In January 2010, the Enriquillo-Plaintain Garden fault which runs straight through the crammed valley of Port Au Prince moved. With a magnitude of 7.0, the resulting earthquake and its aftershocks caused the death of around a quarter of a million people, with many other hundreds of thousands injured or left homeless.
And herein lies Haiti’s other problem. It lies in a region of the earth vulnerable to all manner of natural disasters. Each year, especially around September and October, hurricanes spin across from the Gulf of Mexico, Caribbean Sea or across from the Atlantic. Storm surges cause flooding along the coast, the rain loosens soil and rocks on the steep eroded slopes and landslides rip apart the mountains, depositing on villages and towns below. Because of its poverty and the weary corrupt riddled bureaucracy of government, the planning and implementation of measures to reduce the risk and impact of these disasters, Haitian society is vulnerable to having the worst of outcomes from these natural hazards. But at least the regularity of hurricanes means that the memory amongst the community of their problems are refreshed each time – maybe not every year, but often enough that a generation does not forget the experience or the lessons learnt.
Piles of rubble still left on the roadside since the earthquake
HIV/AIDS has ravaged the population in Lesotho. Migrant workers heading to Johannesburg and the mining communities would become highly promiscuous and have unprotected sex, and the virus came back in to Lesotho. It spread like wildfire in the communities, and middle aged men and women were most prone to fall victim. It has meant that the working population has been decimated, and that thousands of children have been left without parents, left to grandparents to bring up, or elder siblings to take charge, or worse still, left roaming the countryside or cities and vulnerable to starvation, poor health and education or vice.

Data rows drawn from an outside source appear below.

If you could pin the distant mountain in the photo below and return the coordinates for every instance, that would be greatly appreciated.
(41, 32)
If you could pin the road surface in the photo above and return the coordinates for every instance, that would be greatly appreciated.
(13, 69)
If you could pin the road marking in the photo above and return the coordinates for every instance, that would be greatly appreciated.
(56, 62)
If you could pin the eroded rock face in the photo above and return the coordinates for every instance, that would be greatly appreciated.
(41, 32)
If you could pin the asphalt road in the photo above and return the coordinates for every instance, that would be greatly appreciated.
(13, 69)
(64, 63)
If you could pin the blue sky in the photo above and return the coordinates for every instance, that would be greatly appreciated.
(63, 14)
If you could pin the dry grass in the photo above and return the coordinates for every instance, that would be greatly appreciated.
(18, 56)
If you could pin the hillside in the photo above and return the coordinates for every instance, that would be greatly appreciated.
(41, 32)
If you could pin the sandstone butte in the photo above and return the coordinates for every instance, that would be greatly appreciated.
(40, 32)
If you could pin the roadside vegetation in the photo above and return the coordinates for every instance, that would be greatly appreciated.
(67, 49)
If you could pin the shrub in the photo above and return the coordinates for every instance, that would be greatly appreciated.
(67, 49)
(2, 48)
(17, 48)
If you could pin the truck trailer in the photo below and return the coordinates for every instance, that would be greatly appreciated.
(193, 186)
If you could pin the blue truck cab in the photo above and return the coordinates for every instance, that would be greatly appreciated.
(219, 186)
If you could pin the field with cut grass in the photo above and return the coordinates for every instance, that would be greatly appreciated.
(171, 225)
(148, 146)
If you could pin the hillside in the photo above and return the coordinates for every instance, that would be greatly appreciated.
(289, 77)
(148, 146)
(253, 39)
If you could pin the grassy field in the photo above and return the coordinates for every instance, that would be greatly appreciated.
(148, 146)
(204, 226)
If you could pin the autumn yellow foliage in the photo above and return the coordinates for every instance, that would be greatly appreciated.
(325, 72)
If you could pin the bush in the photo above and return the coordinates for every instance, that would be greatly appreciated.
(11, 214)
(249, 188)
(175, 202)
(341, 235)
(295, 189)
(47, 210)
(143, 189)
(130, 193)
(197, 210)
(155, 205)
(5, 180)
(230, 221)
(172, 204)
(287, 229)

HIV/AIDS is not the only causation for the huge number of orphaned or vulnerable children (or OVCs as they are called) in Lesotho. In the mountainous areas of the east, the tradition of herding cattle has exposed another problem. Kids are told to take the cattle up to the mountain tops in the summer to graze and not to come back till the snows start. There are few adults up there and the boys lack any education or social support. In some ways they have become feral, establishing their own rules and society. Not so harming up there in the hills but when they do come back to their communities it can cause serious problems; a lack of social skill can cause disrespect for others, in the worst cases they can rape young women and children. And herd boys have a very low life expectancy with all the hardships up on the mountains. If they do get to their mid twenties, and herding is no longer an option (as younger kids work for cheaper rates), a lack of education severely limits their life choices.

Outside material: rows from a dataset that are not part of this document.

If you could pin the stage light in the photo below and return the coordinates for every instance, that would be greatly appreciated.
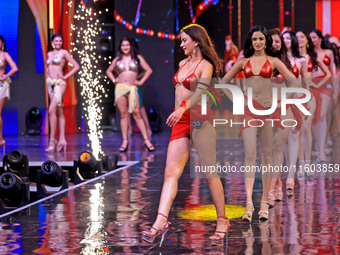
(154, 119)
(33, 121)
(109, 162)
(51, 175)
(16, 162)
(14, 192)
(87, 167)
(104, 46)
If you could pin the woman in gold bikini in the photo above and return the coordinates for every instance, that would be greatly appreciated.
(56, 81)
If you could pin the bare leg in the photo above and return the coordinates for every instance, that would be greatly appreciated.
(323, 127)
(61, 119)
(122, 104)
(140, 123)
(52, 115)
(146, 121)
(205, 142)
(177, 156)
(266, 141)
(250, 143)
(307, 131)
(2, 102)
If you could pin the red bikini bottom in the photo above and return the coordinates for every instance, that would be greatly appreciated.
(185, 125)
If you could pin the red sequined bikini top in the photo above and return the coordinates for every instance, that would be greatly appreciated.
(296, 71)
(326, 60)
(190, 80)
(266, 70)
(310, 66)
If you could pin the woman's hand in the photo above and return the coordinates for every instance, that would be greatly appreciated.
(138, 83)
(60, 76)
(175, 117)
(3, 77)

A multitude of other issues can cause children to be vulnerable, as they do in so many African countries, and hundreds of agencies try and help out. Rarely do any agencies cover the whole of young people’s needs; they focus in on education, or health issues, or maybe shelter and nutrition. Or perhaps psychological assistance. A few have a wider remit, such as those faith based organisations looking after kids in orphanages, but there they may not have a great geographical spread; only able to take in a few children from the surrounding villages.
Sentebale was set up to try and better coordinate the provision of services to OVCs, and in particular help channel funds and resources to those places in which they were most in need. The Letsema programme was to set up a network of agencies providing these services. They had been quite successful at encouraging the larger agencies in to this family, but they were struggling to reach out to the more community based ones, especially those way away from the capital Maseru.